Georgie is the first to speak. Her voice is low, her eyes locked on the knife. ‘This is how she did it,’ she says. ‘Exactly how wetalked about. She let herself into Jonny’s house with this key. She drugged him with your dad’s sleeping pills.’ Georgie points to Tasha before her gaze swings to me. ‘Then she murdered him in his bed. With the knife. I bet she suffocated him too. She recorded our plan, and then she followed every step of it.’
Tasha is gasping now, her breaths short and ragged. ‘Oh God, oh God, oh God. She’s got that recording. She’s got us actually saying it…and she…she actually did it. She’s crazy.’
Georgie nods. ‘But smart too. She made sure it could be pinned on us.’
‘We have an alibi,’ Tasha cries.
‘No, we don’t,’ Georgie snaps. ‘You spent a lot of that night in the kitchen, Tasha. How do we know you didn’t run back here and kill him?’
Tasha makes a noise in the back of her throat, midway between a cry and a sob. ‘Beth spent half the night in the toilets throwing up.’ She gestures a hand in my direction. ‘She could easily have slipped out and killed Jonny.’
A sharp pang of betrayal cuts through me. For Tasha to turn on me like this when we’re best friends. It stings.
‘You know my morning sickness is worse in the evenings,’ I murmur. ‘And I’m not the one acting weird,’ I add, throwing a glance at Tasha.

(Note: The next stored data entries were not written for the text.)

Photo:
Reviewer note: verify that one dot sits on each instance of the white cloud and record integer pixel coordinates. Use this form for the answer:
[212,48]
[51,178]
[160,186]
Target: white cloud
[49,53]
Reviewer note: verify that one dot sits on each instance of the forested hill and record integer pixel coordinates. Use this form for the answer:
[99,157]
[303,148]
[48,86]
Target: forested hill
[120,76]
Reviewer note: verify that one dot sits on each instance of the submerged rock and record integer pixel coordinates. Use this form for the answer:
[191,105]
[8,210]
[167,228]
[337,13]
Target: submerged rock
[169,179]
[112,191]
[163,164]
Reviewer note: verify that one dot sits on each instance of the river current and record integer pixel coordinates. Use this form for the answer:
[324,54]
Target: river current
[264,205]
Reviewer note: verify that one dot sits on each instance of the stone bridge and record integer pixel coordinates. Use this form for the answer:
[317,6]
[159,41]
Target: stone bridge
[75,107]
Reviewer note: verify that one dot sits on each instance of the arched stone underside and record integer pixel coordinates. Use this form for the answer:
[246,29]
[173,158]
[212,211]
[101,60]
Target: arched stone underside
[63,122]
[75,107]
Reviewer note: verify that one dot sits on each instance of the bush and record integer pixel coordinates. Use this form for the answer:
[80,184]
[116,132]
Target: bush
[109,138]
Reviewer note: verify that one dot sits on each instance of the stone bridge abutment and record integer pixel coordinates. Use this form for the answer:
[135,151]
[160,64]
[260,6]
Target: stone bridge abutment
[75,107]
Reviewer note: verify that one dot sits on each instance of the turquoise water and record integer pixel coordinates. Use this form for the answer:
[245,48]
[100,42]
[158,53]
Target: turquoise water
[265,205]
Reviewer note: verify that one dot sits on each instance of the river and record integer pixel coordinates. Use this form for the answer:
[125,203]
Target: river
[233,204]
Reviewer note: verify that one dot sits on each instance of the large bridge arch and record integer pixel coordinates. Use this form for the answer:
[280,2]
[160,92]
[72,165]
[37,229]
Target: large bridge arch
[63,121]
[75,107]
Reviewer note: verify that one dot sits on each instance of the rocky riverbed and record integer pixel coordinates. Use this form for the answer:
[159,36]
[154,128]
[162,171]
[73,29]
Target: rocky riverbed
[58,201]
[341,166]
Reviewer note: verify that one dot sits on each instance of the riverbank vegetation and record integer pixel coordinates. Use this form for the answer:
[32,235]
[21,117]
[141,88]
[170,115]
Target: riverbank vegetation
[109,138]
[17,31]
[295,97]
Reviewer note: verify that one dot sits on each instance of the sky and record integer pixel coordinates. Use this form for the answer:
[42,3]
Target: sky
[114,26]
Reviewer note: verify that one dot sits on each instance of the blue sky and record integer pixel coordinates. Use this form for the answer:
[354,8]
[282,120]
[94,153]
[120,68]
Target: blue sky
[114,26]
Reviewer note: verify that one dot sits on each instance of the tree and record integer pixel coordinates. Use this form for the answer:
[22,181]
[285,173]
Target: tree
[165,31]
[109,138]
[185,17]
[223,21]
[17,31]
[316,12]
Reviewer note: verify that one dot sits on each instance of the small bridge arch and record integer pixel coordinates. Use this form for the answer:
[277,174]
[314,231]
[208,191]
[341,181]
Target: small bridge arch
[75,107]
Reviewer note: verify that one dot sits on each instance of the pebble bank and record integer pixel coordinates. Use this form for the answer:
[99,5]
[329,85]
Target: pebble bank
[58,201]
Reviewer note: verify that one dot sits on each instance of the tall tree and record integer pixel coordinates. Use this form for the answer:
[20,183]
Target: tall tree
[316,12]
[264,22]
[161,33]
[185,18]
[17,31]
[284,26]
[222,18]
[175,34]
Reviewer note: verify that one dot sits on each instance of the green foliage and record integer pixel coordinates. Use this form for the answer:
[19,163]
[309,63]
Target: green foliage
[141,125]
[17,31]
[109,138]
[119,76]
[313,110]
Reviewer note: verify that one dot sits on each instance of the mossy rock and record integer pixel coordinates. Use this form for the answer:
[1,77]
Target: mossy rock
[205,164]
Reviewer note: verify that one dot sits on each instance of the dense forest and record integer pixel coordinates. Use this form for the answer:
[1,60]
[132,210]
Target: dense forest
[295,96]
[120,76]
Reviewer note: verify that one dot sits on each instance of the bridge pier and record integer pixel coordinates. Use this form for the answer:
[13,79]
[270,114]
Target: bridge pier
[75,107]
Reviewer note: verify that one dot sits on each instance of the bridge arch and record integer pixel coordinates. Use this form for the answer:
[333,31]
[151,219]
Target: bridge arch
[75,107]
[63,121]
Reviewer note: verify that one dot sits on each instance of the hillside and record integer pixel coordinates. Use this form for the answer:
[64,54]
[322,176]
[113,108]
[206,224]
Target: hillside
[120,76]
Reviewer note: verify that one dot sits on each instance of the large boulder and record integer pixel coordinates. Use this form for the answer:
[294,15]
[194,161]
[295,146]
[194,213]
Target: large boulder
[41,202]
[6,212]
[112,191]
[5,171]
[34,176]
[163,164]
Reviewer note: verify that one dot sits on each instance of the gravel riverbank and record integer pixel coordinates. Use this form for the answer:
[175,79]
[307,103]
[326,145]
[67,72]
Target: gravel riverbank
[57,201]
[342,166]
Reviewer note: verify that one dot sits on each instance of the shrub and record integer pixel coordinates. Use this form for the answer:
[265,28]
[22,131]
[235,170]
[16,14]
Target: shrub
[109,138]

‘I’m not,’ Tasha replies, but there’s something in her expression. I’ve hit a nerve.
‘You have been,’ I push, turning to Georgie. ‘Hasn’t she?’
Georgie frowns before nodding. ‘I’m not saying you’re trying to cover up a murder, but you have been acting more stressed than usual, Tash.’
‘I…’ She wipes her hands over her face before looking back at us. ‘It’s Marc,’ she says. ‘He was made redundant.’
‘Oh,’ Georgie says. ‘Why didn’t you tell us?’
‘Because we’ve had a lot going on,’ she replies, motioning to the yellow top still sitting on the floor of my living room. ‘And…’ Tasha continues. ‘It happened three months ago, and he’s only just told me.’
‘But he’s still been going to work…’ My words trail off when I see the hurt on my friend’s face.
‘He was lying,’ she says. ‘He pretended to leave for business trips and to the office, and the entire time he wasn’t.’ Tears stream down her face. For a moment, it looks like she might say more but stops.
‘Did he say why?’ I ask.
Tasha shakes her head. ‘Just that he didn’t want to let me down.’
Georgie reaches across the sofa, squeezing Tasha’s hand. ‘I’m so sorry.’